New figures released last week by Ascendant Corporate Finance reveal a welcome resurgence in the UK and Irish tech scene, and it appears that it's just a sign of things to come.
Over £1billion was invested in 232 deals of over half a million pounds in 2012, signaling the highest level of investment in tech companies in UK and Ireland for over a decade. These figures are very encouraging and demonstrate that tech is beginning to step up and play a leading role in the UK economy.
If the UK is going to compete in the modern global economy, technology companies will have to play a major role, and it is only through these levels of investment that we can make good startups become exceptional businesses. Taxi company Hailo is a perfect example of the impact that external investment can make in accelerating a business. The company received £19m of venture capital investment and is now operating in nine cities internationally, and counting.
In order for Hailo's success to be replicated over and over, it is vital that these levels of investment continue to grow. Momentum is building, and it is up to our large corporates and institutional investors along with venture capitalists and private equity firms to identify and develop the potential within UK tech and invest accordingly.
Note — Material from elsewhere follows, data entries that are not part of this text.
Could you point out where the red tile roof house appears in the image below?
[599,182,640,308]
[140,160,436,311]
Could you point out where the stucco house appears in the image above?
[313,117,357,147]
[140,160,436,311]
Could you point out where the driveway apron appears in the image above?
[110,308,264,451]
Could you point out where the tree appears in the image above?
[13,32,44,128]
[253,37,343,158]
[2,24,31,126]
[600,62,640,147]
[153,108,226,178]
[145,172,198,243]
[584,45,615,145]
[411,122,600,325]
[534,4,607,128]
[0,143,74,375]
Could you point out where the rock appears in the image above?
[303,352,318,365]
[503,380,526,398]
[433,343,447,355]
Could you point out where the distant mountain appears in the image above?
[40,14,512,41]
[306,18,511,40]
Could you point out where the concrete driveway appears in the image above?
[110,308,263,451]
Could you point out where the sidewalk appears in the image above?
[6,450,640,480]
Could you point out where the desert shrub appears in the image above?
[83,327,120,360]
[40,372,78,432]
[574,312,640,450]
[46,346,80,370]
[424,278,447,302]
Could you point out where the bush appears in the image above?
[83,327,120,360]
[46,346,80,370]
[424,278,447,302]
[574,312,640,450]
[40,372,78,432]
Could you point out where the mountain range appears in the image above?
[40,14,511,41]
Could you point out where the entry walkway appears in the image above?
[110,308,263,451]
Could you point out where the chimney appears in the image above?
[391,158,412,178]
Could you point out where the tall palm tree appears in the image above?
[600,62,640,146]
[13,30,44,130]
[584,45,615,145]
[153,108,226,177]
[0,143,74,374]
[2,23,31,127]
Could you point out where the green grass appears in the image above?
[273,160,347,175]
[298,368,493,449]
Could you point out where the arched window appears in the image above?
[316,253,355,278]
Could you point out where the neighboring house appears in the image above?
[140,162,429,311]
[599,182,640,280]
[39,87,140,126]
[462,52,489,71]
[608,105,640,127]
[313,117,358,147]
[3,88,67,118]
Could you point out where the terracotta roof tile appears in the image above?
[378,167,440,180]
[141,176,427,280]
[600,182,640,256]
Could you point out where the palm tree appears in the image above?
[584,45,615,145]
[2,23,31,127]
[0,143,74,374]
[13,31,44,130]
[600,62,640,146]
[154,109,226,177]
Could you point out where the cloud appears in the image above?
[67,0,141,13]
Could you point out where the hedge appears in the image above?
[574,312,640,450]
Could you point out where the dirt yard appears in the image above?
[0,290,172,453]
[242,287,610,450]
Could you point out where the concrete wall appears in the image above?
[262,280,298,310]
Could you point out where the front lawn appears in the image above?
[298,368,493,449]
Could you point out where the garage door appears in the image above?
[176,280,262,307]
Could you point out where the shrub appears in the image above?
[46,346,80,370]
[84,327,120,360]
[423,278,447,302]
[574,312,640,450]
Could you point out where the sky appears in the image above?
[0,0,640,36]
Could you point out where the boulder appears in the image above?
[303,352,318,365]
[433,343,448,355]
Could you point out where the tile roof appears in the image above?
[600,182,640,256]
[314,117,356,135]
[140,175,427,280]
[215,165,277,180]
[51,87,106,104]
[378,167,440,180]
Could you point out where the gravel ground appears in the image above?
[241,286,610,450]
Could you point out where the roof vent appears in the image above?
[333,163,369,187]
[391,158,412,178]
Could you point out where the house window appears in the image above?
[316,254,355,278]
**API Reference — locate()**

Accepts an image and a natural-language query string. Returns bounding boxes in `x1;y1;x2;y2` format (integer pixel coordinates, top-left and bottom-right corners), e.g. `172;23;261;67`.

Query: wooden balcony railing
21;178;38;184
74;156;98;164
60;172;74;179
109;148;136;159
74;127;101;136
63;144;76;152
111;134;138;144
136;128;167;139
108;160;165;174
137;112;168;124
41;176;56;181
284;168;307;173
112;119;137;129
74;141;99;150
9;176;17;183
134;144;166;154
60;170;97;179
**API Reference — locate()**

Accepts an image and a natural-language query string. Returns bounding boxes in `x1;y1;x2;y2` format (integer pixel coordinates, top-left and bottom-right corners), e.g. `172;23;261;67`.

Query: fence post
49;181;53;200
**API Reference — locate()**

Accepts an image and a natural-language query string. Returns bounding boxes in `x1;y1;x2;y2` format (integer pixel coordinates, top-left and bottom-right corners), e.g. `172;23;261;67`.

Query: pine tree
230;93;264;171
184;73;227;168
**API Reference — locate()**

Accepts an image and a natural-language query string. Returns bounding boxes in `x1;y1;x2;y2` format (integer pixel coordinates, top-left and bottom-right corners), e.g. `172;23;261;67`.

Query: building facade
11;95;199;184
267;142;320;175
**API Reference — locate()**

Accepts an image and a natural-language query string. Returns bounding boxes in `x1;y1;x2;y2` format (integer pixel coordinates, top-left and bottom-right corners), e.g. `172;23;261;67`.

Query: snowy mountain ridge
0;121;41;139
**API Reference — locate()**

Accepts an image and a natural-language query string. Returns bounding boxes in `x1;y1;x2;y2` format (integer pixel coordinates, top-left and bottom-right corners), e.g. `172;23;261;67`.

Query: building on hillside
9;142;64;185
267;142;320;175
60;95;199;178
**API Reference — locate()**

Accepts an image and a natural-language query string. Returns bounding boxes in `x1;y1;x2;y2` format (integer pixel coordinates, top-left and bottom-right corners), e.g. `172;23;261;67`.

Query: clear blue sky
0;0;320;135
These £500,000+ investments are great for high growth companies that have made it through the startup phase and are ready to scale their businesses for expansion through later-stage growth. We need to ensure that there is a steady pipeline of both startups and later-stage growth companies ready to provide exceptional returns to investors through new, dynamic and often disruptive business models.
It is really encouraging that investment into UK technology startups reached a ten year high in the first half of 2012, with nearly £600m put into early stage businesses. These companies often only need modest investment to get their ideas off the ground and to put themselves in with a chance of success. If 2012 is going to be seen as a tipping point for tech investment in the UK, we need to make sure the money flows both to startups to get them off the ground and to high-growth, high-potential businesses to help them fly.
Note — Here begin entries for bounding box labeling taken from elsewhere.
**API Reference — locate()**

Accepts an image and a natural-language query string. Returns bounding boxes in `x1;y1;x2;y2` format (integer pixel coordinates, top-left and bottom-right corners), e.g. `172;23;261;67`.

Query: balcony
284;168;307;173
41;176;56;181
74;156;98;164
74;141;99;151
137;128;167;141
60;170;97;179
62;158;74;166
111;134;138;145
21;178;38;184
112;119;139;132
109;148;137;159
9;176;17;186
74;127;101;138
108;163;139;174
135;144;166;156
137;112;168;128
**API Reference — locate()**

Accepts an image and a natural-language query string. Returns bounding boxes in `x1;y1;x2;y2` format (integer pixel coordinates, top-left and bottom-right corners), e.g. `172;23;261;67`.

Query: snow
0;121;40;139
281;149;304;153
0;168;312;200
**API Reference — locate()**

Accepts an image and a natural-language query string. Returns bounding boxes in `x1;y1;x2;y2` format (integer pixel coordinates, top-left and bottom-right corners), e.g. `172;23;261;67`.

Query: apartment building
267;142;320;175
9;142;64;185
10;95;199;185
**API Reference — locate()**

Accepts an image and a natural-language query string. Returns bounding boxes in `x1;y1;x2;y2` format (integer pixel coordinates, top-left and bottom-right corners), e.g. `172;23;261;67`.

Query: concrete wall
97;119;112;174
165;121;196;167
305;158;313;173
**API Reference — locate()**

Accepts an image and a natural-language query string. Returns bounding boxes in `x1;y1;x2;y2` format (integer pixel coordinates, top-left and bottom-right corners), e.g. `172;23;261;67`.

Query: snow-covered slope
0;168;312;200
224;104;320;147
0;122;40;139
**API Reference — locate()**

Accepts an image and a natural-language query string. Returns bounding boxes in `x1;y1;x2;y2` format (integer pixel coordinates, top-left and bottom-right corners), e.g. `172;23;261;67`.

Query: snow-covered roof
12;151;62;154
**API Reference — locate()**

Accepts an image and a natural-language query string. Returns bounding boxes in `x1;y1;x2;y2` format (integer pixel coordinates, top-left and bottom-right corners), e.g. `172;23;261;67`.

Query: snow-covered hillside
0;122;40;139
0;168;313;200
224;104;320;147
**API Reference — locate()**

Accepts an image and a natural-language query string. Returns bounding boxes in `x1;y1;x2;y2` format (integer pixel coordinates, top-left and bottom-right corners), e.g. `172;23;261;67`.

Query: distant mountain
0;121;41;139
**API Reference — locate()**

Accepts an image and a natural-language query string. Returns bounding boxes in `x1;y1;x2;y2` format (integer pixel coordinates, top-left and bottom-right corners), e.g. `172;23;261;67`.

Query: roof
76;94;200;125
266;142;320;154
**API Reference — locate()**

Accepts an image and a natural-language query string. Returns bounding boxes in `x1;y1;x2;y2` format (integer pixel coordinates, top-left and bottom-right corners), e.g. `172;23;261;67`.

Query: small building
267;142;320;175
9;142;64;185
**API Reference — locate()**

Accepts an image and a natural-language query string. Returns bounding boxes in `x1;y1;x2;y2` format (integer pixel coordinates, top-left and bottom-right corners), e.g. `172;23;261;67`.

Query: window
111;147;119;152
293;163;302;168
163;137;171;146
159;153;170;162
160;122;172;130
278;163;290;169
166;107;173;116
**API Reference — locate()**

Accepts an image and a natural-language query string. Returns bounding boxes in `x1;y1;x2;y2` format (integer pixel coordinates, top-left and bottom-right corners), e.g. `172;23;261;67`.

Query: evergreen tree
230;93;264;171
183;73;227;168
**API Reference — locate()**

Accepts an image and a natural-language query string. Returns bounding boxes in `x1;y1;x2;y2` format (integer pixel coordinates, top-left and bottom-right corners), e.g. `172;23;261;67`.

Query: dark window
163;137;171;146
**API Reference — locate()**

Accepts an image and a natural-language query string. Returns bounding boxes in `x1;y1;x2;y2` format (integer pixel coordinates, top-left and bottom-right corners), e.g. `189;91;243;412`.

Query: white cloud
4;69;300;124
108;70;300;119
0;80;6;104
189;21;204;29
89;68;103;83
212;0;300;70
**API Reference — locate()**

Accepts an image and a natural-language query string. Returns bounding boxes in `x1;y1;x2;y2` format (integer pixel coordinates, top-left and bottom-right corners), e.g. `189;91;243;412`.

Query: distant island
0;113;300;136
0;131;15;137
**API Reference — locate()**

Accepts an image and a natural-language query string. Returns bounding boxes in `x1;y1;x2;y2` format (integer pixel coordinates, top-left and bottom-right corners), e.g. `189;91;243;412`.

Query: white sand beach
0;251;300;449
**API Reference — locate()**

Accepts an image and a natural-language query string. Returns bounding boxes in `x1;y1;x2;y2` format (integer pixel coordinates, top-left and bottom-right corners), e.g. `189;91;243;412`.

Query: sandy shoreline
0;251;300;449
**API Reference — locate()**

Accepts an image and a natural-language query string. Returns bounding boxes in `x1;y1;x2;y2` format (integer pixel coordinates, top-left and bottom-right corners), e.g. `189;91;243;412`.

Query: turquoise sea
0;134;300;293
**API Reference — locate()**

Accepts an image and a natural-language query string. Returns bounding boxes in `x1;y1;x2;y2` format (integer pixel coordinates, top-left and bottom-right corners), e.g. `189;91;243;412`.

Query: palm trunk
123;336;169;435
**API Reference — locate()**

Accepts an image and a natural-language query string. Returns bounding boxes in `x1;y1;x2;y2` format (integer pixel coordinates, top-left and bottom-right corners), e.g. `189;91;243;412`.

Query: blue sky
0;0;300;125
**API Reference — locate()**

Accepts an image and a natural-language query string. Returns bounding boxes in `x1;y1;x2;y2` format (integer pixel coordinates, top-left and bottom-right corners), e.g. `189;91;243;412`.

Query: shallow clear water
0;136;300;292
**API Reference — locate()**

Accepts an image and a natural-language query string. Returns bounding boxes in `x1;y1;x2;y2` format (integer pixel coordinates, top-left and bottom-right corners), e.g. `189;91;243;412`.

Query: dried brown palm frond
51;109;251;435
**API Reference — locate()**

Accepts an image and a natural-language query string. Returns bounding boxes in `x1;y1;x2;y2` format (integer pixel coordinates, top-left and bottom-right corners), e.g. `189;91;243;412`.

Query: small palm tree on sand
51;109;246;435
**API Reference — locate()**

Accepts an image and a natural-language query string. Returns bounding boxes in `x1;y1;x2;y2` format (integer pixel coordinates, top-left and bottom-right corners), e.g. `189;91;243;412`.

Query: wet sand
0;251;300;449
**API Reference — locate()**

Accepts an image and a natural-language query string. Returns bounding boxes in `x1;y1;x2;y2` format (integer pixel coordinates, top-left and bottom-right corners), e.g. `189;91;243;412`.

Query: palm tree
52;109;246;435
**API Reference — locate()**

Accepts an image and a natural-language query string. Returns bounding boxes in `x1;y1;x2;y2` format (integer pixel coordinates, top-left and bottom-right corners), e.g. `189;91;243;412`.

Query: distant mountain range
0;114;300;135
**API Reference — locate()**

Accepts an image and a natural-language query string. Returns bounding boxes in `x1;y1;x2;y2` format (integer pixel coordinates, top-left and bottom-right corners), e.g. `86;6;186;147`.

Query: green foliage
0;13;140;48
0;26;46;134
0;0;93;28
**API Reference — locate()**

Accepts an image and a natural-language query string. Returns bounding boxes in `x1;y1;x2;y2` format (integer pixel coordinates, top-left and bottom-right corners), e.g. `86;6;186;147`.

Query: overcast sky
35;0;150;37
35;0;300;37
For me, possibly the most exciting aspect of this research is the concentration of investment in London's tech scene.
In the fourth quarter of 2012, London based tech companies captured £151m of investment, representing 72% of the value of the market for the whole quarter. This is representative of 93 London tech companies receiving growth, compared to, for example, just 10 in Oxford.
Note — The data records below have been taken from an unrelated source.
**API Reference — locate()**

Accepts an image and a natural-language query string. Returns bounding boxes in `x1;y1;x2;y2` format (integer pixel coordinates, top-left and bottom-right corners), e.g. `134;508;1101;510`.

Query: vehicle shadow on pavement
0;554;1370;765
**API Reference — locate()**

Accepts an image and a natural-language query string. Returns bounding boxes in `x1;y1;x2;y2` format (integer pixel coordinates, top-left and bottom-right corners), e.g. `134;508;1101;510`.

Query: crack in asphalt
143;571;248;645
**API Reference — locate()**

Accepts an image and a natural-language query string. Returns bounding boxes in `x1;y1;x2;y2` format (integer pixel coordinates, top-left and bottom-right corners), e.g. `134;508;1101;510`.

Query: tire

While it is important that technology is not solely focused in London, it is clear from examples around the world that innovation works best when skills, ideas, competition and success are concentrated in hubs. London has all the ingredients to be exactly that type of hub and is already well on the way to becoming a powerful tech city.
But to complete that journey, the potential needs to be nurtured and our successes need to be championed. Leading London figures need to tell the world about the burgeoning tech revolution happening here and cement the city as the place set up and grow a world beating company.